The Getty Announces Florentine Codex Initiative, Part of $100-Million Education, Research & Conservation Effort

Biblioteca Medicea Laurenziana, Florence, Med. Pal. 218.

Historia general de las cosas de Nueva España (Florentine Codex), Book 2, Fol. 106r (depicting how people were instructed and temples were cleaned during Nemontemi, the last 5 days of the Aztec solar calendar), Nahua and Spanish; AD 1575–77. Mexico.

Last week, the J. Paul Getty Trust in Los Angeles announced a bold initiative to raise awareness of the world’s cultural heritage through education, research, and conservation. Titled Ancient Worlds Now: A Future for the Past, the $100-million endeavor will be shared among various projects, exhibitions, seminars around the world over the next decade and beyond.

“In an age of resurgent populism, sectarian violence, and climate change, the future of the world’s common heritage is at risk,” commented James Cuno, president and CEO of the J. Paul Getty Trust, in a press statement. “Cultural heritage embodies a global community united by a common need to make things of beauty and usefulness, and to compose stories and rituals about humanity’s place in the world. We will launch with urgency and build momentum for years to come. This work must start now, before more cultural heritage is neglected, damaged, or destroyed. Much is at stake.”

Several of the projects planned or already underway involve archaeological sites and monuments.

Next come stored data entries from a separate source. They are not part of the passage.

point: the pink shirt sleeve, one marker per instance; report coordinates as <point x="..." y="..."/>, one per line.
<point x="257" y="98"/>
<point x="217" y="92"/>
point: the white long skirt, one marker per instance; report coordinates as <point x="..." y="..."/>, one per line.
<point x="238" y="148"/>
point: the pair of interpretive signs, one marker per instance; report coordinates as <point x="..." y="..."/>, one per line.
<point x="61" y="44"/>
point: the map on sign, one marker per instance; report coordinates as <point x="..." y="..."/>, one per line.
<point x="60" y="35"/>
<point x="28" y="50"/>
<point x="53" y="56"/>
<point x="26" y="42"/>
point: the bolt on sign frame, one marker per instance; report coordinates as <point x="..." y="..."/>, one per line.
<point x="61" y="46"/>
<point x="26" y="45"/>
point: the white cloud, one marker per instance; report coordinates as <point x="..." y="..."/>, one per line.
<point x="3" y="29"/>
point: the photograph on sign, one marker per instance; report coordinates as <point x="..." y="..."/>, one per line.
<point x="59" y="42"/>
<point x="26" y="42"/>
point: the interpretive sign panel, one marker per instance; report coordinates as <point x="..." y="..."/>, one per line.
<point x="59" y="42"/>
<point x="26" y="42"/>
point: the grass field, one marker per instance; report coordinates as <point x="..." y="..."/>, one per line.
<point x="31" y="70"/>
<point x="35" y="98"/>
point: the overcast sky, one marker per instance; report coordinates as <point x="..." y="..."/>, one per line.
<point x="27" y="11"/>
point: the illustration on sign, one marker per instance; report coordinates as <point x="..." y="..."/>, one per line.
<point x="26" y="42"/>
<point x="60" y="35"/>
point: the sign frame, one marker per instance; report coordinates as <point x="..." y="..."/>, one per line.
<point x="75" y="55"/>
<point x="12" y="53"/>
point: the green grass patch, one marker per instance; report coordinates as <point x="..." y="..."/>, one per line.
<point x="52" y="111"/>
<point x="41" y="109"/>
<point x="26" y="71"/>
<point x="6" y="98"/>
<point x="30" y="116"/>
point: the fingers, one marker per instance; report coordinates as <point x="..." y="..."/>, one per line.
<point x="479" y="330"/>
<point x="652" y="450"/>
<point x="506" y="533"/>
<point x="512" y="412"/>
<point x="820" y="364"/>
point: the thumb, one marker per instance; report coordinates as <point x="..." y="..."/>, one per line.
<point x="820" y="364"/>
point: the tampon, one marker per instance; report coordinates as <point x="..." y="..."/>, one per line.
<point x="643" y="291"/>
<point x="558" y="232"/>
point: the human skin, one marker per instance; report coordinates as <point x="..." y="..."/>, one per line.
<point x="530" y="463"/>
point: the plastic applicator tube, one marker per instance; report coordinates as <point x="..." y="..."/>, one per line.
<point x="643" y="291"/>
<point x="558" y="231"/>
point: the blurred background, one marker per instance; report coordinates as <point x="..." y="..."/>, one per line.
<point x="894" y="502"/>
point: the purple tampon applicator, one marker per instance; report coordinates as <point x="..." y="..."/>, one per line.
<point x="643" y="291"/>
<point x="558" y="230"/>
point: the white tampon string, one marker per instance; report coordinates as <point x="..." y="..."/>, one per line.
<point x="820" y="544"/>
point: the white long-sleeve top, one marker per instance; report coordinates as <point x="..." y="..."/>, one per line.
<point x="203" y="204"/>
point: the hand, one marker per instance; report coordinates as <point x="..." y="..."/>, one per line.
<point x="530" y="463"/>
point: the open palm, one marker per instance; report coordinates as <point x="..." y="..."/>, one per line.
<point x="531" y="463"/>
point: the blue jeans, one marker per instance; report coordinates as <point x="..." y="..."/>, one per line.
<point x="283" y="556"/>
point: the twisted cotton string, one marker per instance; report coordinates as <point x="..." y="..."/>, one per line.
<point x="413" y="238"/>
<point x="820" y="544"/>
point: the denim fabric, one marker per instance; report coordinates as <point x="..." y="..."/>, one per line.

The Getty Research Institute, for its part, will focus on book, art, and archive-related areas, including providing global access to the Florentine Codex, considered the most important manuscript of early colonial Mexico, through translation and creation of an interactive digital platform. Included in UNESCO’s Memory of the World Register, the manuscript “is renowned for its bilingual, encyclopedic presentation of Pre-Hispanic culture and the Spanish conquest of the Aztec Empire, and widely regarded by scholars as the most reliable source of information about Aztec culture.”